Rating: Summary: good book; "sweeping" thoughts on religion overstated. Review: the science work in the book is good, and found it more intersting then the deliberate synchretism of "Tao of Physics". It is even handed without going into overwhelming detail. However, he displays a diletante's familiarity with comparative religion, though, and has some historical facts wrong, that ultimately affect the framework of the book. Mysticism has had a TREMENDOUS affect on the Western Mind, contrary to his assertion on page 56; the Renaissance was in good part the result of the translation of neo-Platonic and Hermetic works, the proliferation of "secret societies" and quasi-occult movements in Europe in the Enlightenment era had a tremendous influence on the French Revolution, and became entrenched in the founding of the United States, as well as many south American countries. And the "Hierarchy of Interpreters" claim is also shallow.
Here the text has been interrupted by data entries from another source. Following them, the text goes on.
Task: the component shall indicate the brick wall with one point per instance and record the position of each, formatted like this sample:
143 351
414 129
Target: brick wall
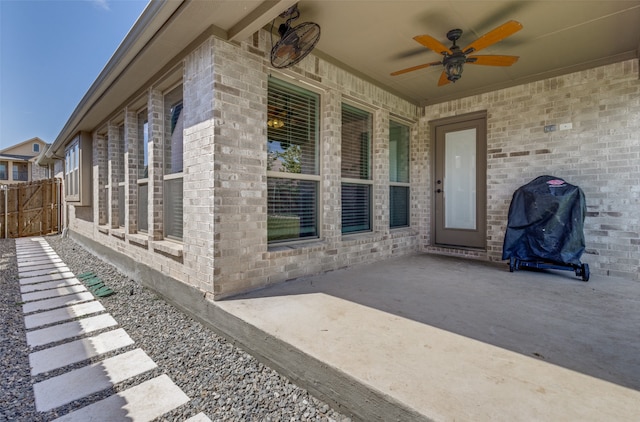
225 248
601 154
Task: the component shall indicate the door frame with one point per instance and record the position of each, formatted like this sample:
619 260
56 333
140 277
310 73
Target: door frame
481 154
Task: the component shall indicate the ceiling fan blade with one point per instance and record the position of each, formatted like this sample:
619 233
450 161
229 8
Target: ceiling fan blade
443 79
432 44
492 60
411 69
493 36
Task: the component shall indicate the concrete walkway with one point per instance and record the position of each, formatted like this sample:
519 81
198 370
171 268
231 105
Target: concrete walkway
62 317
455 340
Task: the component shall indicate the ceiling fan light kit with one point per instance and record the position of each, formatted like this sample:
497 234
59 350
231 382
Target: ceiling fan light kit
454 57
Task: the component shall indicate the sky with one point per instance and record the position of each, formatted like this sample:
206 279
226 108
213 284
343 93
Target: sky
51 51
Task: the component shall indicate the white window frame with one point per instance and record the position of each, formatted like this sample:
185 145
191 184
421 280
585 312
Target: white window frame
316 178
400 184
357 181
167 177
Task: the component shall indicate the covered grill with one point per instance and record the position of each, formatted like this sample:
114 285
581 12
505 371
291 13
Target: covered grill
545 227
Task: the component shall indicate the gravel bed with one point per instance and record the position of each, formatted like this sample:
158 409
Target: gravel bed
222 380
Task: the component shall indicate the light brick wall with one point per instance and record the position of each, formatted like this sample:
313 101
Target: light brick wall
601 154
115 150
225 249
100 175
199 166
131 170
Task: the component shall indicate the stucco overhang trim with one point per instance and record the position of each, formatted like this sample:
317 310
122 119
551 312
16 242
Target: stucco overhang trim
150 21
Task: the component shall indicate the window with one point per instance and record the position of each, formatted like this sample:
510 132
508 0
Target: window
143 171
292 163
122 147
71 170
77 170
21 172
173 148
356 170
398 175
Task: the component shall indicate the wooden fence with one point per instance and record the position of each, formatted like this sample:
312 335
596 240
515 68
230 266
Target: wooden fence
32 209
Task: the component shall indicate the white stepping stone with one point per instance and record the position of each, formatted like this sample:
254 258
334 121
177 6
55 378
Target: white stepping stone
26 250
77 351
52 266
45 271
144 402
62 314
200 417
79 383
28 288
51 293
48 277
26 263
56 302
69 329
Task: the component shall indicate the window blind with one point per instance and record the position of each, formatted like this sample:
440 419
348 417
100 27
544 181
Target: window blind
292 162
356 164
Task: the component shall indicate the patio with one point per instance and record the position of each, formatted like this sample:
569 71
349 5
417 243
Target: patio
439 338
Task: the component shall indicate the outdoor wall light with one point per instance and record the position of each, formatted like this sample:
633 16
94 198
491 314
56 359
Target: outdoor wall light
275 123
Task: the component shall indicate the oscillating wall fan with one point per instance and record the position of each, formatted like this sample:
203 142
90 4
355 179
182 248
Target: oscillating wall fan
295 42
455 57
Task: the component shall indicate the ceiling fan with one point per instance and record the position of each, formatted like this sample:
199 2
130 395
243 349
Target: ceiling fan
455 57
295 41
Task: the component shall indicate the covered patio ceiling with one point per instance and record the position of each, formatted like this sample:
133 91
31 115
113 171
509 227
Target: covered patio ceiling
373 38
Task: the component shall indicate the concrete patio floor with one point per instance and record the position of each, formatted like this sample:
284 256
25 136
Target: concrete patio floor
428 337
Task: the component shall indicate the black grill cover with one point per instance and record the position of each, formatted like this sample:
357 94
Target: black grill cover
546 220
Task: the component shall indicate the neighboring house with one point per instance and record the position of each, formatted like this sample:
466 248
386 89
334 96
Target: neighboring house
171 168
18 162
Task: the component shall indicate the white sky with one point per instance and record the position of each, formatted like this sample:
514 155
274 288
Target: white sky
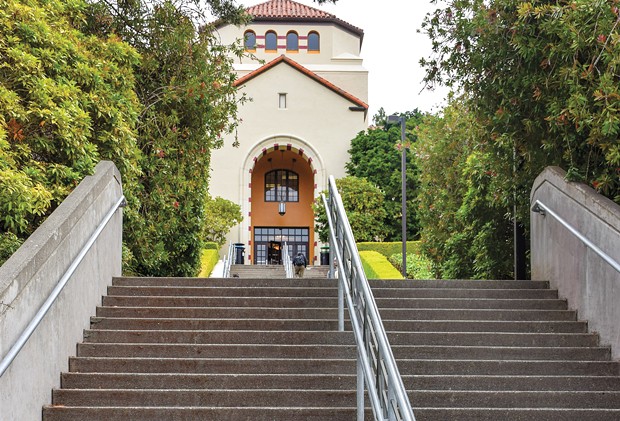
391 50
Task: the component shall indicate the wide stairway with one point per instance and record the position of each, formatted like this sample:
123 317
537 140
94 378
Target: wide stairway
268 349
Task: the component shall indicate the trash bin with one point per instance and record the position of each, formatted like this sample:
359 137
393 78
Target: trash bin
239 253
325 255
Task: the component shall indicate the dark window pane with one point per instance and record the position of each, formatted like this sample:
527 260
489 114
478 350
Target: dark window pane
292 42
313 42
271 41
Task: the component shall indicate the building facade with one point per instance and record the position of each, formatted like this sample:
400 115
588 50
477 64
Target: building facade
308 91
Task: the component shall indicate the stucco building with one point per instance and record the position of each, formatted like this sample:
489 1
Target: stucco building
308 100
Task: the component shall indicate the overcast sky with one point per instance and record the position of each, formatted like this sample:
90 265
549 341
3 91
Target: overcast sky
391 50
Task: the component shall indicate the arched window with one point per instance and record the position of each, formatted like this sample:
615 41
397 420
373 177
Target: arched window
271 42
281 186
292 42
314 42
249 43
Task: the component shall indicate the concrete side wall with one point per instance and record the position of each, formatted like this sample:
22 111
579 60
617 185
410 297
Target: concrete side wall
590 285
28 277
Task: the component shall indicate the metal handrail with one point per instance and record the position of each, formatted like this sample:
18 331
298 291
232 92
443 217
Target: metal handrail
38 317
228 261
376 364
286 261
542 209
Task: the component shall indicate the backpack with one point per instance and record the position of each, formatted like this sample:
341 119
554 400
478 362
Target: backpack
299 260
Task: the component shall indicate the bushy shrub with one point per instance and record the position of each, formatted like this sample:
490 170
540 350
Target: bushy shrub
208 260
376 266
389 248
418 266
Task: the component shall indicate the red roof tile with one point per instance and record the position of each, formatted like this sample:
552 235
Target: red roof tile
309 73
286 9
292 11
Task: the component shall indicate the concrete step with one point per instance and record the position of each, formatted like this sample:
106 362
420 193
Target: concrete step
343 381
374 283
330 398
165 350
327 366
306 302
197 397
555 367
516 414
225 282
231 291
293 413
215 351
207 381
425 317
219 337
299 302
327 291
522 383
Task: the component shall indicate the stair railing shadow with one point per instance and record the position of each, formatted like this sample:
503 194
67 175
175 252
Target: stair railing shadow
376 366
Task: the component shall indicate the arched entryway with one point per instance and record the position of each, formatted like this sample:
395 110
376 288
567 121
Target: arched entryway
284 176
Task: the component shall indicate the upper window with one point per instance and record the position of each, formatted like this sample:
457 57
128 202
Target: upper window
249 43
281 186
271 41
314 42
292 42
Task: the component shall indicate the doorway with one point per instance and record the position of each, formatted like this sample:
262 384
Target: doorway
269 242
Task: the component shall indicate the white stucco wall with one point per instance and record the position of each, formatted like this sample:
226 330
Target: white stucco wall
316 119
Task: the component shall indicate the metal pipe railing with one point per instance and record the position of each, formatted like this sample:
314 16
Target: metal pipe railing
286 261
543 210
376 364
228 259
47 304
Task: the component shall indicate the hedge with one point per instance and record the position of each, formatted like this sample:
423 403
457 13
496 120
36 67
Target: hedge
390 248
208 260
376 266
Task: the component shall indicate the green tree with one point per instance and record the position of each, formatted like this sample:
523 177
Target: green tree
541 79
465 228
67 101
185 84
221 216
363 203
376 156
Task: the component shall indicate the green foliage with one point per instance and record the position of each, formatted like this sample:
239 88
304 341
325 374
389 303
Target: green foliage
209 245
418 266
9 243
185 84
466 232
363 203
221 216
67 101
389 248
208 260
541 78
376 266
376 155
That these esoteric "schools of thought" were able to survive, as well as the existance of the diversity of religious views on "the basics" necessary for the Reformation, contradict this understanding. So What? Well, it is used to claim that the West is somehow void of its own mystical facet, and requires input from Asia to have a soul of any depth! All and all, its okay.
Rating: Summary: Good book on Mind, Matter, and Spirituality Review: There is not much I can add to the extremely thorough reviews already written, but I wanted to add my five stars to this remarkable integration of science, consciousness and spirituality. Although Goswami is hardly the first to attempt to link physics and spirituality, he goes beyond mere analogy and includes more science than some of the other efforts. I found the book thought-provoking and highly readable, with one caveat: the introductory chapters (first 20 pages or so) were a little tedious. Once he gets into the meat of the book, it's a fun read.
Rating: Summary: Inspiring theory - a tad bit preachy near the end Review: This book uses quantum mechanics to lay down a very satisfying theory. Many individual mysteries that I have pondered in philosophical conversations are naturally solved or illuminated by the concepts in this book. I consider myself a serious skeptic, but this picture of consciousness intuitively "feels" right. The concept of fragmenting the whole to create individual souls is also found in mystical traditions like Jewish Kabbalah. I was somewhat disappointed at the last few chapters in which the author gets a bit preachy toward his personal beliefs about war, religion, ETC. However, this in NO way spills over into the fundamental theory. I believe my faith in GOD and my faith in the human spirit was much enhanced by this book. I read this after reading two other books: THE ELEGANT UNIVERSE and INNER SPACE. What an unexpectedly great combination of books for the thinking believer!